Отпустила Елена, хотя и неохотно, Ефросинию с сыном в Старицу, предупредив, однако:

– Не долго отсутствуй. Поскорей возвращайся. Я без тебя стану скучать.

Видимо, искренне говорила Елена, но Овчина-Телепнев, узнав об отъезде Ефросиний, насторожил царицу:

– Не спроста сбежала.

– Ты что, князюшка? Не сбежала, а на малое время отлучилась. По моей воле.

Князь остался при своем мнении, он-то понял, что смерть Воротынского испугала Старицких, и теперь его задача старательно вбивать клин в едва наметившуюся трещину, расширять ее исподволь, но упорно, повседневно и весьма осторожно. Надо было все сделать так, чтобы если Елена вдруг собралась отступить от их первоначального плана, то сейчас вернулась бы к нему.
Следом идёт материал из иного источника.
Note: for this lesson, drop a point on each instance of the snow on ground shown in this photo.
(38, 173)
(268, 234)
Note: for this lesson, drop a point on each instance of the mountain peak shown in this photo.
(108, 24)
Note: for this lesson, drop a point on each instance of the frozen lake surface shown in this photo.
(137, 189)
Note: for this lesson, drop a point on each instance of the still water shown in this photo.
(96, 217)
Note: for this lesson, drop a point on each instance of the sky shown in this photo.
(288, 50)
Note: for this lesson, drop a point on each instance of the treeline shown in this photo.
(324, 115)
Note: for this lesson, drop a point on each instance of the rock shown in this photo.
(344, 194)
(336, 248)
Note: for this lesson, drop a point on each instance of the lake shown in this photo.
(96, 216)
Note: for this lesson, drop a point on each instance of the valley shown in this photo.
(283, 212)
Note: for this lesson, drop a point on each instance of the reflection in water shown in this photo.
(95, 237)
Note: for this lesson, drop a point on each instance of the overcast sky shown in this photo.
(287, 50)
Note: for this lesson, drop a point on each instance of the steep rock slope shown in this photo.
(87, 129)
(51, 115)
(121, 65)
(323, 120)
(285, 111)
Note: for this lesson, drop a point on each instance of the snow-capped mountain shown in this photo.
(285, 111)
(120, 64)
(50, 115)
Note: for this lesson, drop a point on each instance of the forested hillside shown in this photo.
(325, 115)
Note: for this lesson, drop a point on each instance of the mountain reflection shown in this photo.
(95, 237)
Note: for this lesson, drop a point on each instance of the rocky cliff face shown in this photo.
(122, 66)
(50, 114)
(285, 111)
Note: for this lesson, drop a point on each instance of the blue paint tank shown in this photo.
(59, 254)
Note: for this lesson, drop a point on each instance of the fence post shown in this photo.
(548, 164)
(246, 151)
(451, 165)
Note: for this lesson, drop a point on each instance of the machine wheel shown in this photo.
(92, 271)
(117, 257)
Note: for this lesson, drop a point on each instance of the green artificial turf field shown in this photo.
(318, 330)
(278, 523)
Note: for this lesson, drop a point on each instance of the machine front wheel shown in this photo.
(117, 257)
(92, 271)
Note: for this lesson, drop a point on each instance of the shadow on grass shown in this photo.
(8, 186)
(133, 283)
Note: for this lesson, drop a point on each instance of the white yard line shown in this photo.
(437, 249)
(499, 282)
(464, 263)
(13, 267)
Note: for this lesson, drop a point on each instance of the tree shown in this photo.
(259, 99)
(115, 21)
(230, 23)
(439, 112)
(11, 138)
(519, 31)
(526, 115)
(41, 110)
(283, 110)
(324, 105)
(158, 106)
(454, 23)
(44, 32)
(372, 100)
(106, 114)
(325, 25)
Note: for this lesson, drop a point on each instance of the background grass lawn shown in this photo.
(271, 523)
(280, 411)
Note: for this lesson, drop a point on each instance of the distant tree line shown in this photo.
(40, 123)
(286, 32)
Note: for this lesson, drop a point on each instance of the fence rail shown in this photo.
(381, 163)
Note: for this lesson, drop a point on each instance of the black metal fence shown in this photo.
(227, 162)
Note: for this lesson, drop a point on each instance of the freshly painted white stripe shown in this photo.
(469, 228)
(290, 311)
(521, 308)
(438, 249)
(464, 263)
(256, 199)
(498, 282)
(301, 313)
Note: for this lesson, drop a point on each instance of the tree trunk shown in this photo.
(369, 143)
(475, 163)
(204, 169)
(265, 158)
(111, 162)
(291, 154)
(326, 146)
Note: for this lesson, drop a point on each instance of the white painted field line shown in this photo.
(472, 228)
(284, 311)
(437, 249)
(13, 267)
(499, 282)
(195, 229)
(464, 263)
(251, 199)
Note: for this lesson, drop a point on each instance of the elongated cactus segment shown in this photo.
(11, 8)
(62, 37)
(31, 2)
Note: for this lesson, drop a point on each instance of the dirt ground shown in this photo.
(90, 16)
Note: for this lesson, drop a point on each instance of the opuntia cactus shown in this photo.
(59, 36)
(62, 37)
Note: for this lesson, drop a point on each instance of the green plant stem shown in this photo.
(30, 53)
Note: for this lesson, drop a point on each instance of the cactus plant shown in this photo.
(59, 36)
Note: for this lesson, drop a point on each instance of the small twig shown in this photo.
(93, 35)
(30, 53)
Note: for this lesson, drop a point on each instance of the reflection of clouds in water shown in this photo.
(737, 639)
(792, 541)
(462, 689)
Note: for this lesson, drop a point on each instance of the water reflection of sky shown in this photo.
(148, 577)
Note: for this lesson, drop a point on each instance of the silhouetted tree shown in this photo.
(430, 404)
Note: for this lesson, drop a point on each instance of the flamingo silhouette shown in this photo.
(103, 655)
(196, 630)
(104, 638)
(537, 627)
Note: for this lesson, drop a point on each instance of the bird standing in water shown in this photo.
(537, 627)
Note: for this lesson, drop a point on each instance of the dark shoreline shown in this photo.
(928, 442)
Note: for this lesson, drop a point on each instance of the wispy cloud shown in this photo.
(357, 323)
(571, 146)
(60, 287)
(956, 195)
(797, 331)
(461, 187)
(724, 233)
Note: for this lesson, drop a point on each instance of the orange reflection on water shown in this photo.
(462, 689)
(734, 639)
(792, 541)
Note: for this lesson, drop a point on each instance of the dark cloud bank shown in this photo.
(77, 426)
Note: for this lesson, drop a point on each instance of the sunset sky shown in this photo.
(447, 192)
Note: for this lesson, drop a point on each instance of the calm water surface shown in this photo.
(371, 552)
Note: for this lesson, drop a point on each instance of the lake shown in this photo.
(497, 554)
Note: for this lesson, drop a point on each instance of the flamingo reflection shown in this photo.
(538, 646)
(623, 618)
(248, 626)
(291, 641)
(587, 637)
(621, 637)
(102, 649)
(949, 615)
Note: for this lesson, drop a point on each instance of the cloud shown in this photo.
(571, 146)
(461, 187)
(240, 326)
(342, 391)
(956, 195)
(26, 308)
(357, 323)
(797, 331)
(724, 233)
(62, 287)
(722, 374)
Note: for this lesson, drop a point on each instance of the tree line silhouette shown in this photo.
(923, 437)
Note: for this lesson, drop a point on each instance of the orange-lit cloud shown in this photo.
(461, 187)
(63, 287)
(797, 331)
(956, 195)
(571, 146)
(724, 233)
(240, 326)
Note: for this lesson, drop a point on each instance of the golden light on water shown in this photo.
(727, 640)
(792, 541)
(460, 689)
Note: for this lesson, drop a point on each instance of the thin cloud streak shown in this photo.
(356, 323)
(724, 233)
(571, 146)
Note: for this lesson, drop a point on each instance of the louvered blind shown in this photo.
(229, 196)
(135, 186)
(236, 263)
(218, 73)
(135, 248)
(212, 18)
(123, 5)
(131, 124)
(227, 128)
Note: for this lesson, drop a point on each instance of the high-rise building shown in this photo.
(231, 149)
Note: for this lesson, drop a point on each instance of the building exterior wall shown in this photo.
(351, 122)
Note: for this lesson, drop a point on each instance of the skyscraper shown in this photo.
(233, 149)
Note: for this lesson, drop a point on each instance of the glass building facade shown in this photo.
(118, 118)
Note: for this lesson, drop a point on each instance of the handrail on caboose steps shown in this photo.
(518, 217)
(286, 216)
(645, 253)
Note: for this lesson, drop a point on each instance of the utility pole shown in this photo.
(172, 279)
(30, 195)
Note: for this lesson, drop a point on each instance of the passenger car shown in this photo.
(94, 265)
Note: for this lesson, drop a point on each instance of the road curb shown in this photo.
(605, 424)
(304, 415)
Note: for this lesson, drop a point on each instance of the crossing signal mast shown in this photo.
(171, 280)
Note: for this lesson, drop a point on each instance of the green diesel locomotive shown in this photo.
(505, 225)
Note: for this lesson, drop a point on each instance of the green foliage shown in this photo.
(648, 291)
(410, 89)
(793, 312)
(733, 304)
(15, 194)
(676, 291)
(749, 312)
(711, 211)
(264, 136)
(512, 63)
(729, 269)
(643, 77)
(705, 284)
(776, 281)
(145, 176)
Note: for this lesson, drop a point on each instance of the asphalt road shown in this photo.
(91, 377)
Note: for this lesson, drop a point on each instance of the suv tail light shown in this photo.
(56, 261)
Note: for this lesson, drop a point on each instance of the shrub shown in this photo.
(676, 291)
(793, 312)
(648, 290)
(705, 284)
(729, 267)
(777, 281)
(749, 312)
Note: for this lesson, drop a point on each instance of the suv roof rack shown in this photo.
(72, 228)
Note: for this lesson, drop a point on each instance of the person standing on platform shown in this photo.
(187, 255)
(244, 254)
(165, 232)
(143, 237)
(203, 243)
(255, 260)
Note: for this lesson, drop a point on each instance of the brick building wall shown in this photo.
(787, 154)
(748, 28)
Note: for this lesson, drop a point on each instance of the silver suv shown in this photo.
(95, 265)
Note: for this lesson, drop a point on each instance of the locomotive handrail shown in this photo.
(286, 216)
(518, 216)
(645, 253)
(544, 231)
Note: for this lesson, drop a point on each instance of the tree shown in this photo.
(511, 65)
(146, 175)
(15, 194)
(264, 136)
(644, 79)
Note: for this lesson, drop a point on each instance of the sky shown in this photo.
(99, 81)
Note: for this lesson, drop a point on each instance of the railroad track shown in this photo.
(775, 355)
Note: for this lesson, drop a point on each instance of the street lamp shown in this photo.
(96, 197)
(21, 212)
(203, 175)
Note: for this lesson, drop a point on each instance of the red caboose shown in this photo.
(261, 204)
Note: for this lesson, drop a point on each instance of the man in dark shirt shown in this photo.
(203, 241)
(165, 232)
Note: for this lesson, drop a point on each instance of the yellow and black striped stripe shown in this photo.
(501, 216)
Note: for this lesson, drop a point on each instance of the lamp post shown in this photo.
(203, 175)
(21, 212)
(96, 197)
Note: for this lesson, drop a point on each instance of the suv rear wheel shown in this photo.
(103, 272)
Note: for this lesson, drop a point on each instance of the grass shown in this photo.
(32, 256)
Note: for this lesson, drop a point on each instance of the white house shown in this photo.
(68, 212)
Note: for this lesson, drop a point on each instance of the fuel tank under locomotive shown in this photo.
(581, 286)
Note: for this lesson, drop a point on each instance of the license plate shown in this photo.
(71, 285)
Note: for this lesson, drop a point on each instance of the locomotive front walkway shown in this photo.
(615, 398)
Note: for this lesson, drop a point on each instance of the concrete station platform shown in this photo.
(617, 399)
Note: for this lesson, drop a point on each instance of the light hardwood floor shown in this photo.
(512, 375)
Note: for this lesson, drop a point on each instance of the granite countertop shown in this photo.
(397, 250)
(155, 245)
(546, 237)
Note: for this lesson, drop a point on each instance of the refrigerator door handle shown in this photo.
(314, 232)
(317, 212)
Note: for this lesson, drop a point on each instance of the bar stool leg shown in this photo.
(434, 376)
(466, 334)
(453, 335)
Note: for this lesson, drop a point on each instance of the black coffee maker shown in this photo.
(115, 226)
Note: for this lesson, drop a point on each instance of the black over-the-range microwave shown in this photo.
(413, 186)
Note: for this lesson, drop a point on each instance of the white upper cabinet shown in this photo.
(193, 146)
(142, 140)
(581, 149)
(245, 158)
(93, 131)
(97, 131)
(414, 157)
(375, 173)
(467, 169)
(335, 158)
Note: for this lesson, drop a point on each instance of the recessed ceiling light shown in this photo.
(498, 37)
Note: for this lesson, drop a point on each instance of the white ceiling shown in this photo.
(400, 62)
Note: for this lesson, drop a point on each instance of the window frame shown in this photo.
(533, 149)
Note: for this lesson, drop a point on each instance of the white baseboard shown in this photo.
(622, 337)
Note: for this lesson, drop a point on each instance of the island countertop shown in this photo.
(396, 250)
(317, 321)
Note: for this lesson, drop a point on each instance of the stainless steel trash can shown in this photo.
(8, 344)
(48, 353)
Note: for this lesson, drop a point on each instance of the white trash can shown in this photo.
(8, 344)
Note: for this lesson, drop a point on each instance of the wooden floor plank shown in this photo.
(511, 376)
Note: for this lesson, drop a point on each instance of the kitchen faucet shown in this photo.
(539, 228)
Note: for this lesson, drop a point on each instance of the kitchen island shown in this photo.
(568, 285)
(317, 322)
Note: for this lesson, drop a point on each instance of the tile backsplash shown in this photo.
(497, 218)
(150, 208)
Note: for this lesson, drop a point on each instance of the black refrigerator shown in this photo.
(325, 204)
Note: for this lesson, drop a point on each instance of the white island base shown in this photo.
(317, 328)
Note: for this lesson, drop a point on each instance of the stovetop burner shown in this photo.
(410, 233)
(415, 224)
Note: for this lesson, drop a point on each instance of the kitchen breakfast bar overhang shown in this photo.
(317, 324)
– Не хочу ничего плохого сказать об Андрее Ивановиче, но ты сама повнимательней приглядись, так ли он открыт тебе душой? Лукавит, как мне видится, – сказал мягко князь, решив, что этого на сегодня хватит. Ведь Елена и так недовольна смертью Воротынского, даже предупредила, если и с его сыновьями что-либо случится, осерчает основательно. И в самом деле – осерчает. Все более капризной становится, понимая свою власть.

«Тайного дьяка озадачу, пусть через своих соглядатаев возбуждает подозрение», – твердо решил Овчина-Телепнев и еще подумал, что настала пора проводить на вечный покой и старика Михаила Глинского. Пожил тот достаточно, покуролесил изрядно при самых разных тронах, не утихомирится и теперь. Только смерть успокоит его мятущуюся душу.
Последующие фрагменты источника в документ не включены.